Correct Tire Pressure is Crucial
Braking and Driving Characteristics Alter Depending on Tire Pressure
There are a variety of myths and half-truths in circulation surrounding the question: what tire pressure do I set? “Some drive with a lower pressure for the supposedly better grip, while others increase it by 0.5 bar to reduce rolling resistance and thereby fuel consumption”, explains DEKRA tire expert Christian Koch. New DEKRA tests now lead to a clear recommendation. In collaboration with the Baden-Wuerttemberg Cooperative State University and as part of a bachelor’s thesis, the expert organization tested braking and driving characteristics on a dry road at different tire pressures.
“Several hundred braking maneuvers showed that the lower the pressure is, the shorter the braking distance. However, that is just one side of the coin,” the tire expert pointed out. “Because conversely, our road tests involving slalom courses and evasive maneuvers, for example, showed that lower pressure also leads to a noticeable reduction in steering precision.” The ride becomes spongy. The vehicle is sluggish in responding to steering commands. At higher speeds, it becomes uncontrollable. “Moreover, braking behavior is reversed on wet roads. There, a high pressure yields the shortest braking distances,” said Koch. The results of the series of tests are no surprise to the tire expert: “The requirements that a tire has to meet are very wide-ranging. That is why even the best tire always represents a compromise that must reconcile the various requirements in the best way possible.”

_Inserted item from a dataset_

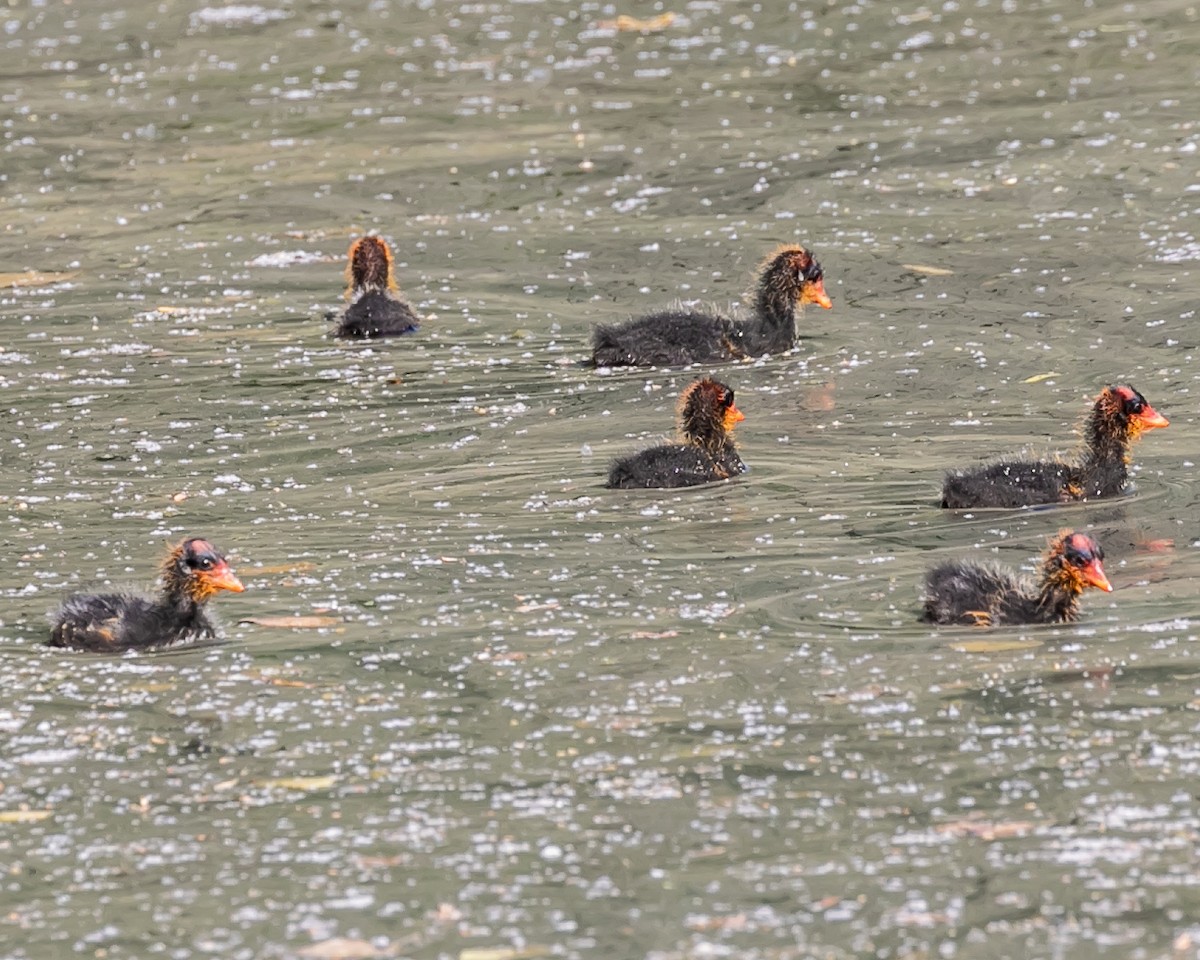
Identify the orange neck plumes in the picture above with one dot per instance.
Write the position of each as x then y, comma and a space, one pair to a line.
370, 267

His clear recommendation to vehicle owners and drivers is therefore: “Use the pressure that vehicle and tire manufacturers jointly specify for the respective load condition of the vehicle.” These specifications are generally listed on a sticker on the fuel filler flap or on the B-pillar in the area of the driver’s door. “The compromise works best with the specified tire pressure. As a rule, significant deviations from that have a negative effect due to unbalanced tire behavior.”